Isn't it interesting that a state that can't pay it's bills is continuing along a path to ruin it's tax base even more than it has already?

They've spent more than they've taken in every year since Schwarznegger took over.  If they had increased spending to match inflation and population growth (both, not just one), they would have a surplus right now.  Why did we get rid of Gray Davis?  Are we all pleased by a brogue?   No, we just have believed what the 'news' told us!  There is no 'news' media, they are just pawns, good looking, but just pawns.  "Hey, California, I'm a Pretty Guy, and you should believe what I say!"    Fabian Nunez is a great guy who is TOTALLY HONEST, HAS THE TAXPAYERS BEST INTEREST AT HEART, AND WANTS OUR STATE TO EXCEL!  In his camp are the Easter Bunny, the Tooth Fairy, and, quite possibly, Santa Claus!  Contact me offline for ocean front property in Kansas if you belive any of the preceding information.
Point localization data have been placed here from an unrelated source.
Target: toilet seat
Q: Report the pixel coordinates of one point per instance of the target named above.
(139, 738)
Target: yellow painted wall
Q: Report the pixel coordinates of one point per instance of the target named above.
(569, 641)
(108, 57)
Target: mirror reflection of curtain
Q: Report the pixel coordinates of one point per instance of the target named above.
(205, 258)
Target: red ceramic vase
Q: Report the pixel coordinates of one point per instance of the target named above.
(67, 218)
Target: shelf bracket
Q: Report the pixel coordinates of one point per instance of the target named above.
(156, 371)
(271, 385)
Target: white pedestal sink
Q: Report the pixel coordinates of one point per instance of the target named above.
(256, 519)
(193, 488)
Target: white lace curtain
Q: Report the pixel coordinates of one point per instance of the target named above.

The answer is to vote against anyone who now holds public office until they 'get it'.  Most of us fools like our state assemblyman and senator!  In turn they like us because we vote for them.  As soon as we don't vote for them, then they'll have to make some changes.  Among those are a change in who actually controls the direction our state goes.  Right now we're being ruled by environmental wackos who really detest the US and want it to fail, detest capitalism and want it to fail, and detest freedom and want us to lose it.

Are your in Office Now?  You're out!  NEXT!!!

When we stop overspending bureaucrats, control the anti American sentiment, start learning based on scientific method rather than 'the sky is falling' mentality, and stop the attitude that payroll is not an expense, we will be a 'leading' state.  Until then, you guys in the other states tell your leaders that California is not the model you see as succesful!

Apparently eleven states automatically adopt the environmental rules adopted by California!  If you live in one of those, see the paragraph above the begins "The answer is to vote against anyone who now holds public office..."    

I Pledge allegiance to the Flag of the United States of America and to the Republic for which it stands, One Nation Under God, with Liberty and Justice for all.  What a revealing statement!  What innovative thought!  What wonderful sentiment!  What other American utterance more accurately depicts the founding principles of our nation?  What American utterance has more frequently been stomped on by the minority in our nation?  The Flag?  Burned, defiled, stomped on, hung upside down, hung below the Mexican flag, etc.  

One Nation, Under God is a basis for our country.  But, We are guaranteed freedom OF religion.  The people who object to this read it as freedom FROM religion.  So, we shouldn't say 'Under God' because their rights are violated!  They are an extreme minority in the US.  Majority rule runs the republic.  But, they want the majority to allow them to win.  Only a fool would allow that to happen.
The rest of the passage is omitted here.